The general 1D cross section output shows the distribution of flow in three subdivisions of the cross section: left overbank, main channel, and the right overbank. Additional output, showing the distribution of flow for multiple subdivisions of the left and right overbanks, as well as the main channel, can be requested by the user.

The flow distribution output can be obtained by first defining the locations that the user would like to have this type of output. The user can either select specific locations or all locations in the model. Next, the number of slices for the flow distribution computations must be defined for the left overbank, main channel, and the right overbank. The user can define up to 45 total slices. Each flow element (left overbank, main channel, and right overbank) must have at least one slice. The user can change the number of slices used at each of the cross sections. The final step is to perform the normal profile calculations. During the computations, at each cross section where flow distribution is requested, the program will calculate the flow (discharge), area, wetted perimeter, percentage of conveyance, hydraulic depth, and average velocity for each of the user defined slices. For further details on how to request and view flow distribution output, see "Modeling Multiple Bridge and/or Culvert Openings" and "Modeling Gated Spillways, Weirs and Drop Structures" of the HEC-RAS User's manual.

The computations for the flow distribution are performed after the program has calculated a water surface elevation and energy by the normal methodology described in "Theoretical Basis for One-Dimensional and Two-Dimensional Hydrodynamic Calculations" of this manual. The flow distribution computations are performed as follows:

  1. First, the water surface is computed in the normal manner of using the three flow subdivisions (left overbank, main channel, and right overbank), and balancing the energy equation.
  2. Once a water surface elevation is computed, the program slices the cross section into the user defined flow distribution slices, and then computes an area, wetted perimeter, and hydraulic depth (area over top width) for each slice.
  3. Using the originally computed energy slope ( Sf ), the cross section Manning's n values, the computed area and wetted perimeter for each slice, and Manning's equation, the program computes the conveyance and percentage of discharge for each of the slices.
  4. The program sums up the computed conveyance for each of the slices. In general, the slice computed conveyance will not be the same as the originally computed conveyance (from the traditional methods for conveyance subdivision described in "Theoretical Basis for One-Dimensional and Two-Dimensional Hydrodynamic Calculations" of this manual). Normally, as a cross section is subdivided further and further, the computed conveyance, for a given water surface elevation, will increase.
  5. In order to correct for the difference in computed conveyances, the program computes a ratio of the original total conveyance (from the normal calculations) divided by the total slice conveyance. This ratio is then applied to each of the slices, in order to achieve the same conveyance as was originally computed.
  6. The final step is to compute an average velocity for each slice. The average velocity is computed by taking the discharge and dividing by the area for each of the user defined slices.

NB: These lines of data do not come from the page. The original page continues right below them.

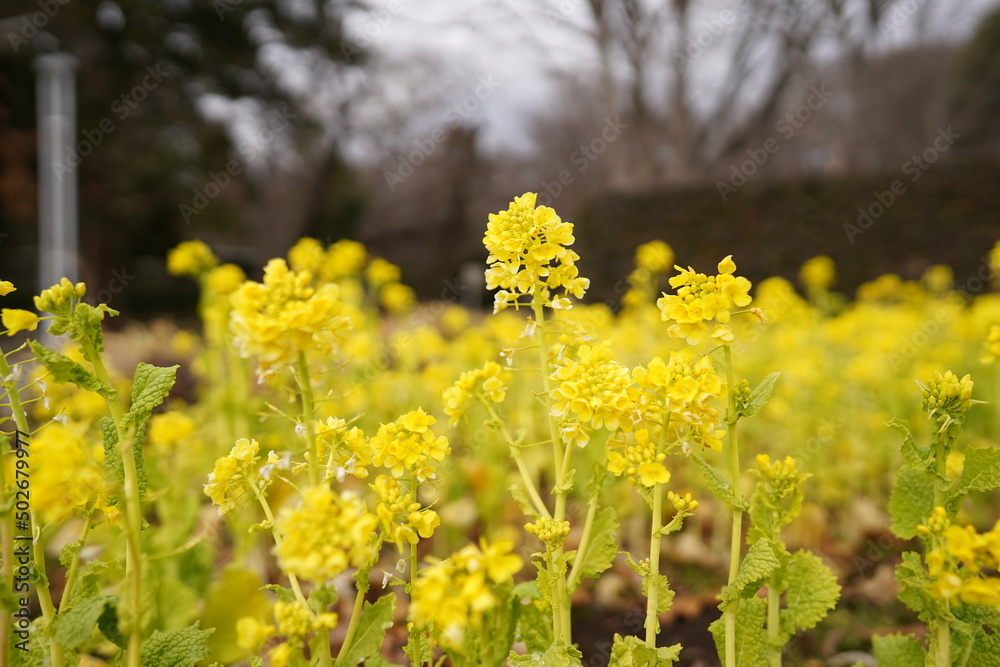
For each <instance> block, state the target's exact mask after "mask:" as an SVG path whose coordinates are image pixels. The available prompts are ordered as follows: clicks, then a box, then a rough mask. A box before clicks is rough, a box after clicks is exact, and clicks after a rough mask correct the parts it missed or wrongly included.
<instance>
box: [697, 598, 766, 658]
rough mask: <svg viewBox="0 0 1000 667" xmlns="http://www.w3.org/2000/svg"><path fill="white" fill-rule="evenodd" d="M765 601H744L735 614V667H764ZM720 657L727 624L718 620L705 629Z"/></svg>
mask: <svg viewBox="0 0 1000 667" xmlns="http://www.w3.org/2000/svg"><path fill="white" fill-rule="evenodd" d="M766 618H767V600H765V599H763V598H757V597H753V598H747V599H746V600H741V601H740V606H739V608H738V609H737V611H736V664H737V665H739V667H767V666H768V664H769V663H768V656H767V632H766V631H765V630H764V621H765V619H766ZM708 629H709V631H710V632H711V633H712V638H713V639H714V640H715V649H716V651H718V653H719V656H724V655H725V654H726V622H725V618H724V617H723V618H718V619H716V620H715V621H712V624H711V625H709V626H708Z"/></svg>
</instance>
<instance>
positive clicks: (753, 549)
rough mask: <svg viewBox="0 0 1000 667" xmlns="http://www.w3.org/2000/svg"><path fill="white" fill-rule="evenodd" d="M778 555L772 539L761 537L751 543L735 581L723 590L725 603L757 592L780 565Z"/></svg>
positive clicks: (743, 597)
mask: <svg viewBox="0 0 1000 667" xmlns="http://www.w3.org/2000/svg"><path fill="white" fill-rule="evenodd" d="M780 565H781V563H780V562H779V561H778V556H777V554H776V553H775V551H774V547H773V546H772V545H771V541H770V540H766V539H761V540H757V541H756V542H754V543H753V545H751V547H750V549H749V550H748V551H747V555H746V556H745V557H744V558H743V562H742V563H740V569H739V572H738V573H737V574H736V578H735V579H733V582H732V583H731V584H730V585H728V586H726V587H725V588H724V589H723V590H722V601H723V603H726V602H731V601H733V600H735V599H737V598H739V597H743V598H749V597H751V596H753V595H754V594H756V593H757V591H758V590H759V589H760V587H761V586H763V585H764V580H765V579H767V578H768V577H769V576H771V573H772V572H774V571H775V570H777V569H778V567H780Z"/></svg>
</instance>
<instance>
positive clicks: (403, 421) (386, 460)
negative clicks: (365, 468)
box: [371, 408, 451, 483]
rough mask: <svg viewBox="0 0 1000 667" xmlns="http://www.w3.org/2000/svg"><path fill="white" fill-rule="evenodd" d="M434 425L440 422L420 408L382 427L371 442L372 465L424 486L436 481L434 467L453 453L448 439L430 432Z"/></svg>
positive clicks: (441, 435) (445, 437) (379, 427)
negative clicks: (419, 483) (386, 470)
mask: <svg viewBox="0 0 1000 667" xmlns="http://www.w3.org/2000/svg"><path fill="white" fill-rule="evenodd" d="M435 423H437V419H435V418H434V417H432V416H431V415H429V414H427V413H426V412H424V411H423V408H418V409H416V410H413V411H411V412H407V413H406V414H405V415H403V416H401V417H400V418H399V419H397V420H396V421H394V422H391V423H389V424H382V425H381V426H379V429H378V433H377V434H376V435H375V437H373V438H372V439H371V446H372V451H373V455H372V462H373V463H374V464H375V465H377V466H384V467H386V468H389V469H390V470H391V471H392V474H393V475H394V476H395V477H404V476H407V475H411V474H412V475H413V476H414V477H415V478H416V479H417V480H418V481H419V482H421V483H422V482H426V481H428V480H432V479H434V477H435V473H434V468H433V464H434V463H440V462H441V461H443V460H444V457H446V456H447V455H448V454H450V453H451V447H450V446H449V445H448V438H447V437H445V436H443V435H439V436H435V435H434V433H433V432H432V431H431V428H430V427H431V426H432V425H434V424H435Z"/></svg>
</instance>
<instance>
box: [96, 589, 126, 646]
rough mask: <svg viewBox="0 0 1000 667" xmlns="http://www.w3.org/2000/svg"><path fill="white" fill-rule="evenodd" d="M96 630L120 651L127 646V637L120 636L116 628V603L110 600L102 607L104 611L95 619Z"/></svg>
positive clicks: (125, 636) (118, 632) (118, 630)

An example of the flow distribution output is shown in the figure below.
Output for the Flow Distribution Option.
In general, the results of the flow distribution computations should be used cautiously. Specifically, the velocities and percentages of discharge are based on the results of a one-dimensional hydraulic model. A true velocity and flow distribution varies vertically as well as horizontally. To achieve such detail, the user would need to use a three-dimensional hydraulic model, or go out and measure the flow distribution in the field. While the results for the flow distribution, provided by HEC-RAS, are better than the standard three subdivisions (left overbank, main channel, and right overbank) provided by the model, the values are still based on average estimates of the one-dimensional results. Also, the results obtained from the flow distribution option can vary with the number of slices used for the computations. In general, it is better to use as few slices as possible.